SYNDICATION RIGHTS:         1.  AMERCO will obtain ratings for the Term
                            Loan B Notes from either S&P or Moody's
                            prior to closing.

                            2. If the Term Loan B Notes are syndicated as
                            described below, then the "Market Value" of the Term
                            Loan B Notes shall be the price (net after any
                            discounts) at which Term Loan B Notes are purchased
                            in such syndication.

                            3. AMERCO will use its best efforts to arrange for
                            the placement of a portion of the Term Loan B Notes
                            to Market Participants (as defined below).

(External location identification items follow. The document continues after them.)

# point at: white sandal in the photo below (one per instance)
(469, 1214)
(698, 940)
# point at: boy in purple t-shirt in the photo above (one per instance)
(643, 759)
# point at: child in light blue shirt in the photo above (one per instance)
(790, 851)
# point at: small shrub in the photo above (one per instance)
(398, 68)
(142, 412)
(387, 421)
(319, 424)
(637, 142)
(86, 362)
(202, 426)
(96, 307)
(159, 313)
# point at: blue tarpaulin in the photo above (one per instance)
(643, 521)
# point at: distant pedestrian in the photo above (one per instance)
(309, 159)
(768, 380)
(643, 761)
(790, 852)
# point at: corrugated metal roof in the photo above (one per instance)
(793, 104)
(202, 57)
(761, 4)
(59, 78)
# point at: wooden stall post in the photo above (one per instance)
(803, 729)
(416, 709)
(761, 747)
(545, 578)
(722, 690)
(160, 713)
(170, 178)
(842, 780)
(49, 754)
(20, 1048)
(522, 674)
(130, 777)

The
                            proceeds of any commitments from new Market
                            Participants above $30 million aggregate face amount
                            of Term Loan B Notes will be paid initially to the
                            Revolver Lenders until the total cash received by
                            the Revolver Lenders equals 65% of the principal
                            amount of the Existing Loans, and

                                      A-5

<PAGE>
                            all proceeds thereafter will be paid, on a pro rata
                            basis, to the Revolver Lenders and Noteholders, in
                            lieu of an equal amount of Term Loan B Notes to
                            reduce, on a pro rata basis, the principal amounts
                            of Term Loan B Notes to be distributed to the
                            Revolver Lenders and the Noteholders under the Plan
                            in accordance with this Restructuring Agreement and
                            the Noteholders Restructuring Agreement.

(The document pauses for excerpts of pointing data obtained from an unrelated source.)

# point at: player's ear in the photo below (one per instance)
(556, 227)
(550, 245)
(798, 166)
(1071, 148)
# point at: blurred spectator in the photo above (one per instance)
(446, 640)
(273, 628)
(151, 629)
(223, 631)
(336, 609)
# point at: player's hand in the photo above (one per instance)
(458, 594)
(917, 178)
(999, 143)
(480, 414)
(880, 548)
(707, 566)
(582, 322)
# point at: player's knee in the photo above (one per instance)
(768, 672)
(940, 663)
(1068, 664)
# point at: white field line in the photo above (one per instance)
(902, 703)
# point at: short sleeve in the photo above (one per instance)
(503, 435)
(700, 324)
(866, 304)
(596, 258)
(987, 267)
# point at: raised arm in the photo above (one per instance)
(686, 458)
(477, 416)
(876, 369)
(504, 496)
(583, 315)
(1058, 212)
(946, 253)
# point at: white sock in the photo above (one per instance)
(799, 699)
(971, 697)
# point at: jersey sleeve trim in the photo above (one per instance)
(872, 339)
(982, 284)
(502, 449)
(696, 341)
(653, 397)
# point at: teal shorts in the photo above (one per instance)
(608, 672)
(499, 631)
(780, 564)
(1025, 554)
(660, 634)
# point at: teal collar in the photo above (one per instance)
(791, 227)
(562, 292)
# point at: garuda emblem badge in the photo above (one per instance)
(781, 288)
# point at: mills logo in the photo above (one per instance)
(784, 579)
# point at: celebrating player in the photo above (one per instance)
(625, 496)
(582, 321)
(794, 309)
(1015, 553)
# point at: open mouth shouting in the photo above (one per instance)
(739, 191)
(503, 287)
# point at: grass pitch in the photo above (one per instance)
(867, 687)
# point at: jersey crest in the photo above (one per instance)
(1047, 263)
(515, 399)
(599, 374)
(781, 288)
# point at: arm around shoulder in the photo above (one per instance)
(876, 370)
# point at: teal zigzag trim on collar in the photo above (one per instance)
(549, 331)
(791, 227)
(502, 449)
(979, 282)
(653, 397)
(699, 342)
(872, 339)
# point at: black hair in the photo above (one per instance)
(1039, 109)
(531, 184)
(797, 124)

                            4. In addition to any fees payable to the Revolver
                            Lenders under "Fees" above, to the extent the Term
                            Loan B Notes are offered in a syndication with fees,
                            discounts, increased spreads or any other additional
                            compensation not already taken into account in the
                            determination of Market Value (whether paid pre- or
                            post-closing of the Term Loan B Notes, and including
                            any "pricing flex"), the Revolver Lenders will fully
                            participate therein, on the same terms offered or
                            issued to each other holder of Term Loan B Notes.

                            5. If less than $20 million of Term Loan B Notes are
                            sold to Market Participants on the same terms as are
                            to be issued to the Revolver Lenders under the
                            Restructuring Agreement, then the Revolver Lenders
                            will receive Term Loan A Notes in the amount (net
                            after any discount) of $33,600,000, instead of any
                            Term Loan B Notes, and the Revolver Lenders will not
                            participate in the Term Loan B Notes.

                            For purposes of this Term Sheet, "Market
                            Participants" is defined as recognized institutional
                            investors not affiliated with the Debtors or with
                            any "insider" (as that term is defined in the
                            Bankruptcy Code) of the Debtors.

REVOLVER LENDER FEES:       The reasonable fees and expenses of the
                            financial and legal professionals retained
                            by the Administrative Agent or the Revolver
                            Lenders shall be paid on the Effective Date
                            of the Plan.